The euphoria of securing the Ashes preceded Australia’s worst ever defeat when England amassed a world record of 7/903 with Len Hutton scoring his 364. With Bradman and another batsman  injured and unable to bat, Australia were thrashed by an innings and 579 runs – which remains the largest margin in Test cricket history.

Despite the pressure of captaincy, Bradman’s batting form remained supreme. The experienced mature batting of the ‘Don’ had replaced the blitzing of the ‘Boy from Bowral’.

In 1938–39, in Australia he made centuries in six consecutive innings and totalled 21 centuries in 34 innings.

The 1939–40 season was Bradman’s most productive ever with 1,448 runs at an average of 144.8 and with three double centuries. However, it was the end of an era as the outbreak of World War Two led to the indefinite postponement of all cricket tours.

Surprisingly, in light of his batting prowess, a routine army test revealed that Bradman suffered from poor eyesight.

In the 1946 Test Series after the War, Bradman regained his finest pre-war form in making 187, followed by 234 during the Second Test despite serious health and fitness problems. In the remainder of the series, he made three half-centuries in six innings, but remained the leading batsman on either side with an average of 97.14.

Against India in Australia, he made 172 and in the five Tests scored 715 runs at an average of 178.75.

His last double century in Australia was in Adelaide where he announced that he would retire after the next England tour.

For the 1948 tour, Australia had one of the Great Teams of Cricket History. Bradman had made it known that he wanted to go through the tour unbeaten – a feat never accomplished before or since.

Spectators were drawn to the matches knowing that it would be their last opportunity to see Bradman in action.

Often, especially at the start of the innings, due to his vision problems, Bradman played where the ball wasn’t and spectators rubbed their eyes!

Yet despite his waning powers, Bradman compiled 11 centuries, amassing 2,428 runs (average 89.92). His highest score was 187 when Australia compiled a world record of 721 runs in a day.

In the Fourth Test, England set Australia a world record 404 runs to win in 345 minutes on a heavily worn wicket. In partnership with Arthur Morris’ 182, Bradman reeled off 173 not out and the match was won with 15 minutes to spare. The victory was called the finest ever in its conquest of seemingly insuperable odds!

In the Final Test at The Oval, Bradman walked out to bat in Australia’s first innings. He received a standing ovation from the crowd and three cheers from the opposition.

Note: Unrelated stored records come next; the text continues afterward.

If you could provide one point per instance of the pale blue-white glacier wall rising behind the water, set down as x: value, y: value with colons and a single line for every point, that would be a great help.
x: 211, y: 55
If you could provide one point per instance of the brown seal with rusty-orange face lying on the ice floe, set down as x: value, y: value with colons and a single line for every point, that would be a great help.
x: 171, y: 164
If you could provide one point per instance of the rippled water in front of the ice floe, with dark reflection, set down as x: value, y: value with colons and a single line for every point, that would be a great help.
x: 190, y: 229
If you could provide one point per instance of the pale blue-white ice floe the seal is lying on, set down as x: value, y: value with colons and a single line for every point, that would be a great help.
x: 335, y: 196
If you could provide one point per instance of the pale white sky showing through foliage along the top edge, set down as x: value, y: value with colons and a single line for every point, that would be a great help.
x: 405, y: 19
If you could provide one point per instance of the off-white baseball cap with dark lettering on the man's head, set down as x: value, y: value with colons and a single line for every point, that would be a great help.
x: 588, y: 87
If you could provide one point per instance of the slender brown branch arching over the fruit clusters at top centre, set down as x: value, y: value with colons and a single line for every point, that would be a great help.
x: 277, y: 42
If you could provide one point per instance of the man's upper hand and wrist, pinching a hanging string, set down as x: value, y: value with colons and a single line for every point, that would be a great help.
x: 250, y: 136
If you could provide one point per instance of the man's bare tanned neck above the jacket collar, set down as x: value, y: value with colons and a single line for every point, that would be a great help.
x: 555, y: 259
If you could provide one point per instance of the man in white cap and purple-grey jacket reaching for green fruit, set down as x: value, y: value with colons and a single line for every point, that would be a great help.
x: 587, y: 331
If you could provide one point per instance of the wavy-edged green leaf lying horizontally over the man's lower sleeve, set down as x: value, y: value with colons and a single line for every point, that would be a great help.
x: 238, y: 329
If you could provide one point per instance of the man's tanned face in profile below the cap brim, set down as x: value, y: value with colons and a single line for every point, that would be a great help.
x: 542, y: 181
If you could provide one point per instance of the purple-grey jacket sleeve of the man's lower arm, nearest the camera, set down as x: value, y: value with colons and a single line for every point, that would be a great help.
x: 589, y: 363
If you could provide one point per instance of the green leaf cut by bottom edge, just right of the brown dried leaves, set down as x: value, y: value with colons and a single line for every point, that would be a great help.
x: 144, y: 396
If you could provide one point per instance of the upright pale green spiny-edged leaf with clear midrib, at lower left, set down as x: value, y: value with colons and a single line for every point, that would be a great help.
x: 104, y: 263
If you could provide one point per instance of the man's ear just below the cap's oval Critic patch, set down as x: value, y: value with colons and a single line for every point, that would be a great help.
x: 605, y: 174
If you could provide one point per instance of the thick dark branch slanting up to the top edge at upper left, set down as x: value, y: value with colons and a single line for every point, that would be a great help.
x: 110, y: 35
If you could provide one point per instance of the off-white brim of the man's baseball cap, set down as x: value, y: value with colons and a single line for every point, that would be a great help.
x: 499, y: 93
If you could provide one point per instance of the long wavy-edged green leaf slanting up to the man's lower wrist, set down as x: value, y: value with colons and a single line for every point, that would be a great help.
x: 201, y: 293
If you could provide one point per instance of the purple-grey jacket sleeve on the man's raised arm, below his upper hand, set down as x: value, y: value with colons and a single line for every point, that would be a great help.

His Test batting average stood at 101.39. Bradman facing his second ball, tried to push it forward but was deceived by the googly and bowled between bat and pad, for a duck.

An England batting collapse resulted in an innings victory and denied Bradman the opportunity to bat again.

Thus his career average finished at 99.94. If he had scored four runs in his last innings, it would have been a picture perfect 100.

The Australian team won the Ashes 4–0, completing the tour unbeaten and entered History as ‘The Invincibles’.

With Bradman retired from professional cricket an English Newspaper wrote,

A legend has been removed from among us. Such must have been the feeling when Rome heard of the passing away of Hannibal“.